Under The Hood With HTTP: Part 1 Anatomy of A Request
January 1st, 2008As AJAX & Javascript developers we use HTTP daily, but we sometimes forget the actual data that flows down the wire. Our frameworks, toolkits and browsers have abstracted it all away. Although a knowledge of http is not as important as it used to be, it still comes in handy things go pear shaped and you need to debug. Here is the first in a collection of short introductions to HTTP.

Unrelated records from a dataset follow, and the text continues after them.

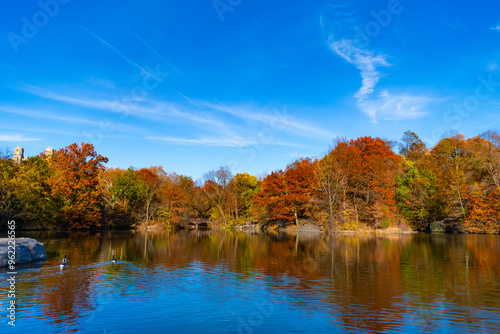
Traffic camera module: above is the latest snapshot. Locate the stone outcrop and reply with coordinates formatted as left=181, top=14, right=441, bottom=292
left=0, top=238, right=47, bottom=268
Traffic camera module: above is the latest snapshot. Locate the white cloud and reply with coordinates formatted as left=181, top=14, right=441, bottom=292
left=330, top=39, right=389, bottom=101
left=358, top=90, right=434, bottom=123
left=200, top=102, right=335, bottom=140
left=330, top=39, right=434, bottom=123
left=146, top=136, right=255, bottom=147
left=0, top=134, right=42, bottom=142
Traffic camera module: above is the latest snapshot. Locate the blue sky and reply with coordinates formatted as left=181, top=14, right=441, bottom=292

So any HTTP request follows a relatively simple format:
- A first line
- An optional collection of header lines
- CRLF ( An Empty Line);
- Message body
All initial lines and headers need to end in CRLF although the specification calls for lines ending LF be gracefully handled. (CR is ASCII Value 13 LF is ASCII Value 10 );
The Initial Request Line
For Requests
A request line has three parts, the method of the request, the path and a reference to the version of HTTP being used.
For example:
POST /blog/action/do_something.php HTTP/1.1
The acceptable actions are GET, POST & HEAD with GET being the most common. Method names are always written in uppercase. Similarly, the HTTP version always takes the demonstrated form.
Response
The initial response line is also known as the status line and contains the HTTP version, followed by a status code and an English “reason phrase” for the code. For example:
HTTP/1.1 301 Moved Permanently
Header Lines
Header lines provide meta-information about the request. If a message body is included they usually contain a Content-Type that returns the mime type of the body and Content-Length which returns the size of the body in bytes.
In HTTP 1.1, the Host header line is required to enable servers to differentiate between various top level domains that may reside within the server when processing requests.
Message Body
The message body contains the actual meat of the transaction. Usually this is going to be an html or xhtml document but could contain any binary or other file.